The samples of PWID recruited across the three survey waves were comparable in size (n = 535 in 2009, 570 in 2012, and 538 in 2015) and characteristics with three exceptions. There were more PWID age 18–30 years in 2015 compared to 2009 (RDS-Analyst adjusted 17.0% vs. 6.7%, respectively, p = 0.032); income tended to be higher in 2015 compared to 2009 (58.8% had annual income above $10,000 in 2015 vs 42.2% in 2009, p = 0.003); and more had health insurance in 2015 compared to 2009 (88.5% vs 68.1%, respectively, p < 0.001). RDS-Analyst adjusted HIV prevalence was 11.4% (95% confidence interval [CI] 7.0–16.8) in 2009, 12.0% (95% CI 7.5–16.8) in 2012, and 16.8% (95% CI 11.7–21.8) in 2015. The apparent increase in HIV prevalence in 2015 was not statistically significant (p = 0.244).

Among PWID testing HIV positive, the crude percentage who reported already being diagnosed was 64.4% (n = 47/73) in 2009 and 59.1% (n = 39/66) in 2012 before increasing to 80.5% (n = 62/77) in 2015 (p = 0.023, 2009 vs. 2015, Fig. 1). Also among all PWID living with HIV, the percentage who reported currently taking ART was 41.1% (n = 30/73) in 2009, 40.9% (n = 27/66) in 2012, and 50.6% (n = 39/77) in 2015. These differences in ART use in the population living with HIV were not statistically different (p = 0.244, 2009 vs. 2015). Changing the denominator to be among those previously diagnosed (as per UNAIDS 90–90–90 convention), the corresponding figures for ART use were 63.8% (n = 30/47) in 2009, 69.2% (n = 27/39) in 2012, and 62.9% (n = 39/62) in 2015. When asked about their most recent viral load test result, 87.2% (n = 34/39) of PWID on ART in 2015 reported that it was “undetectable.”

Fig. 1
figure 1

Previous diagnosis and current antiretroviral treatment among persons who inject drugs with HIV, San Francisco, 2009–2015

Discussion

Our community-based surveys point to failures in achieving UNAIDS 90–90–90 targets for the PWID population in San Francisco. While there was apparent improvement in the diagnosis of HIV between 2012 and 2015, the estimate of 80.5% among PWID was notably lower than the 97% of MSM with HIV who knew their status in our 2014 NHBS survey for this population [11]. Moreover, there was a persistent gap in the use of ART among PWID diagnosed with HIV, falling short of the second UNAIDS 90–90–90 target (i.e., 62.9% in 2014). Again, for comparison, 95% of MSM diagnosed with HIV reported being currently on ART in the 2014 NHBS survey [11]. Finally, the third UNAIDS target, the percent virally suppressed, was estimated as 87.2% among PWID on ART. However, this last measure is limited by being self-reported and asked only in 2015.

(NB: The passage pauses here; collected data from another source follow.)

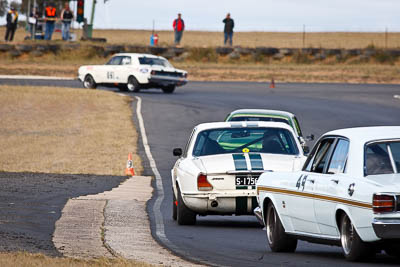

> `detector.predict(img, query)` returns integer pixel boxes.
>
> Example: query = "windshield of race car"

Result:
[139,57,172,67]
[192,127,299,157]
[365,141,400,175]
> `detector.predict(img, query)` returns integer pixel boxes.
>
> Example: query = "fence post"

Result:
[302,24,306,48]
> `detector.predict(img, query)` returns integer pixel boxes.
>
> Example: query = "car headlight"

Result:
[139,68,149,73]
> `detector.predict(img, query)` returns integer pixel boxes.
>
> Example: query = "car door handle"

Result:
[307,179,315,184]
[331,179,339,184]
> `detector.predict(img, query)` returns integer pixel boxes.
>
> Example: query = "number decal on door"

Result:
[107,71,114,79]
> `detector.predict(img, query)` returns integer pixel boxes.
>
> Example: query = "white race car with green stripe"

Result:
[171,121,307,225]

We recognize other limitations. Sample sizes were small for the sub-groups of PWID living with HIV, affecting statistical power to measure differences as well as precluding generation of robust weights for the adjustment of the RDS data. The wording of the question for prior diagnosis was asked in 2015 as “Have you ever tested positive for HIV?”, whereas the previous surveys asked “What was the result of your most recent HIV test?” The change may account for some of the difference in prior diagnosis from 2012 to 2015. Another limitation is that our RDS surveys may not be representative of all PWID or biased in ways that are difficult to determine or correct. For example, the cash incentive for participation may result in differential recruitment for lower income PWID. The peer-referral recruitment may differentially recruit older and longer-term PWID who have more social network connections to other PWID than younger and newer injectors.

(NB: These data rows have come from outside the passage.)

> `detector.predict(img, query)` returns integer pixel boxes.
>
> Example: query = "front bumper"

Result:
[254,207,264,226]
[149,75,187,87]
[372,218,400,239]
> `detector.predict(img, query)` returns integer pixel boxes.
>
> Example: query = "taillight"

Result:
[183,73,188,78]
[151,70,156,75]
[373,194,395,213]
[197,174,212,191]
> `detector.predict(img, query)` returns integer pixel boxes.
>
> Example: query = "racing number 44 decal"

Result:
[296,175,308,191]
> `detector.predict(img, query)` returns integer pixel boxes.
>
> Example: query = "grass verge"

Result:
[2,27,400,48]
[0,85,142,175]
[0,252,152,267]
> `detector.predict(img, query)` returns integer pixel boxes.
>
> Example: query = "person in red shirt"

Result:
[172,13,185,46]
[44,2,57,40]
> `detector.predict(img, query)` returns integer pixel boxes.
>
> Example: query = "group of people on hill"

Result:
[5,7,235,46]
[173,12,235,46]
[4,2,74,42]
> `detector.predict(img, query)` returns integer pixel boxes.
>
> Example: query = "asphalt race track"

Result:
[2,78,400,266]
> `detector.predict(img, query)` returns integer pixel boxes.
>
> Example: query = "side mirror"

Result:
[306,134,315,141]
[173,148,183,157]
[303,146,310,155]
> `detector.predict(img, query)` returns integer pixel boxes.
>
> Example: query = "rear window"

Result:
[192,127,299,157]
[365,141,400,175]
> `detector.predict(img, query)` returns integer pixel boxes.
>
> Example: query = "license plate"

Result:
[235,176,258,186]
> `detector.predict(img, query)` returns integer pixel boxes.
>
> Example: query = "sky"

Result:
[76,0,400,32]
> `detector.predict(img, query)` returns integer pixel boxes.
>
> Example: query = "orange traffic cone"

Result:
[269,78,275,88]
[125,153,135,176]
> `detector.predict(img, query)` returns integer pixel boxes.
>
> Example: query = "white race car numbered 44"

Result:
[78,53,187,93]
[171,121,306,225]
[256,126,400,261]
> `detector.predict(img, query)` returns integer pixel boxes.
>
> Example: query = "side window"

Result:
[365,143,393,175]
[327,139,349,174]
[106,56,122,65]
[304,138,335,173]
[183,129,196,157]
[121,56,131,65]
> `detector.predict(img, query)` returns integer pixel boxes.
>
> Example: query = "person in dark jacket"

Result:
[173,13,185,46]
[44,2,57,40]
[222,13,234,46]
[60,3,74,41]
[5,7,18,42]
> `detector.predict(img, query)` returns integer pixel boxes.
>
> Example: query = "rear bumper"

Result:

Despite these limitations, we interpret our data as a signal that the population of PWID will require additional and novel approaches to achieve UNAIDS 90–90–90 targets. PWID are already marginalized with stark disparities in HIV-related mortality and co-morbidity [6]. San Francisco and other jurisdictions need to increase efforts to engage PWID for HIV testing, linking them to ART, and retaining them in care to achieve sustained viral suppression for their own health benefits as well as for preventing onward transmission. While San Francisco has made significant progress in achieving UNAIDS targets for some populations, others are being left behind. In the context of a rising opioid epidemic in the US, we risk falling even further behind for PWID [12].